华南师范大学杨皑教授《司马迁称周厉、周宣之际为“共和”趣旨探微》一文,认为在不同的情况下,《史记》中“共和行政”或“共和”的含义有着差异:明说“共和”或“共和行政”是指周、召二公共同协和执政;含蓄地说“共和行政”是指共伯和摄行王政;有时又把“共和”看作是一种政治形式或一个历史时期的标记。司马迁颇为注重表明的“共和行政”是周王室的共和政治,对周、召二公共同协和行政总是用明朗的笔调表述,尊周的意思比较明显。司马迁一方面采用“共和行政”这个特别字眼,以表达他对民主共和政治形式的认肯,一方面又用愤怒的口吻去讲述和揭示周厉王的专政行为与暴虐事实,体现了憎恶专制政治、赞扬民主政治的思想倾向。

陕西师范大学刘银昌《〈史记〉易学与数术学发微》一文,列举了诸多学者对《史记》受《周易》影响的观点和论述,指出《史记》言《易》,有四种情形:一是称引《周易》原文;二是化用《周易》语句而取其意;三是注释与阐发《易》理《易》学;四是对易占的记载。《史记》深受《周易》影响的主要体现:一是《史记》“究天人之际,通古今之变”的创作宗旨,深受《周易》影响;二是在创作方法上受《周易》影响;三是《史记》表现出的一些思想,与《周易》有潜在的相通关系;四是司马迁“发愤著书”的文艺思想受到西伯演《周易》的影响。《史记》所记载的数术主要有卜筮、占梦、望气、谶纬等。

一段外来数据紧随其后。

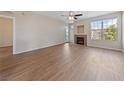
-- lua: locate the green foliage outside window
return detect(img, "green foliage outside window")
[103,24,117,40]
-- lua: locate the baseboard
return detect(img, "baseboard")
[88,45,122,51]
[13,42,65,55]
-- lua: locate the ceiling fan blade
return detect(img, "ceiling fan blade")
[75,14,83,16]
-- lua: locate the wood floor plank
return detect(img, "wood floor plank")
[0,43,124,81]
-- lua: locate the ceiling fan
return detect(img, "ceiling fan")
[61,11,83,20]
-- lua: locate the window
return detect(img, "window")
[91,18,117,40]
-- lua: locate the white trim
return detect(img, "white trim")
[0,15,15,54]
[87,44,124,52]
[0,15,14,19]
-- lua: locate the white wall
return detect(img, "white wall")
[0,17,13,47]
[75,12,122,50]
[14,15,65,54]
[122,12,124,52]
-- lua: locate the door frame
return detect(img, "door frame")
[0,14,16,54]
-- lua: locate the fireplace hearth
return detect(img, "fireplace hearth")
[75,35,87,46]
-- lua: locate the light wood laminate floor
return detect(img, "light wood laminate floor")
[0,44,124,81]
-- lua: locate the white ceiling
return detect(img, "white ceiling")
[33,11,117,21]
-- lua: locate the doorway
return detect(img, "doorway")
[0,16,13,58]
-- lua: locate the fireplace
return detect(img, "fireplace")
[76,37,84,45]
[75,35,87,46]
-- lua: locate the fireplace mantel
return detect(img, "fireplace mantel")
[74,34,87,46]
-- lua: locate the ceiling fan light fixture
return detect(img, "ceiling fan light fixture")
[68,16,74,20]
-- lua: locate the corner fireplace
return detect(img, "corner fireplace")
[75,35,87,46]
[76,37,84,45]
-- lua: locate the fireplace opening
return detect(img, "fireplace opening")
[77,37,84,45]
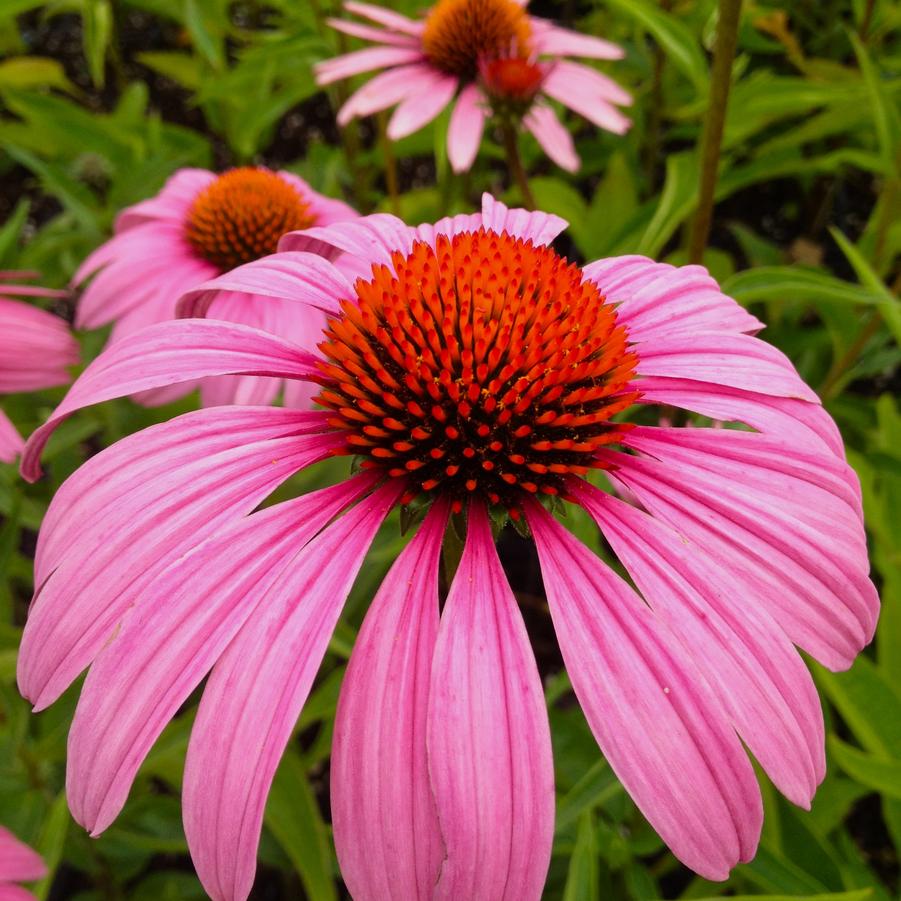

渭南师范学院张崇文副教授的专著《史记列传图志》,是一部为《史记》70列传有关时代、形势、事件、人物事迹和活动等绘图示意,并对图进行注释和解说的著作,共25万字,2006年9月由陕西人民教育出版社出版,被收入“司马迁与华夏文化丛书”。全书共为70列传绘制了104幅地图,有一部分是为各个重要历史时期简说而绘制的,绝大部分则是为人物列传单一内容绘制的。除各重要历史时期简说的图志外,一般是一个列传一个图,也有一个列传两个图甚至四个图的。每一图志都包括三个部分:一是图,二是图“注”,三是图的“解说”。渭南师范学院段国超教授为该书作序,认为《史记列传图志》“是一部令人耳目一新、极具创新意识的学术著作;在《史记》研究史上是一部图志并美、独具特色的填补空白之作”。其特点:一是“创新性”,二是“精确性”,三是“工具性”。的确,张崇文的《史记列传图志》构思新颖,内容丰富,能为人们学习和研究《史记》带来诸多方便。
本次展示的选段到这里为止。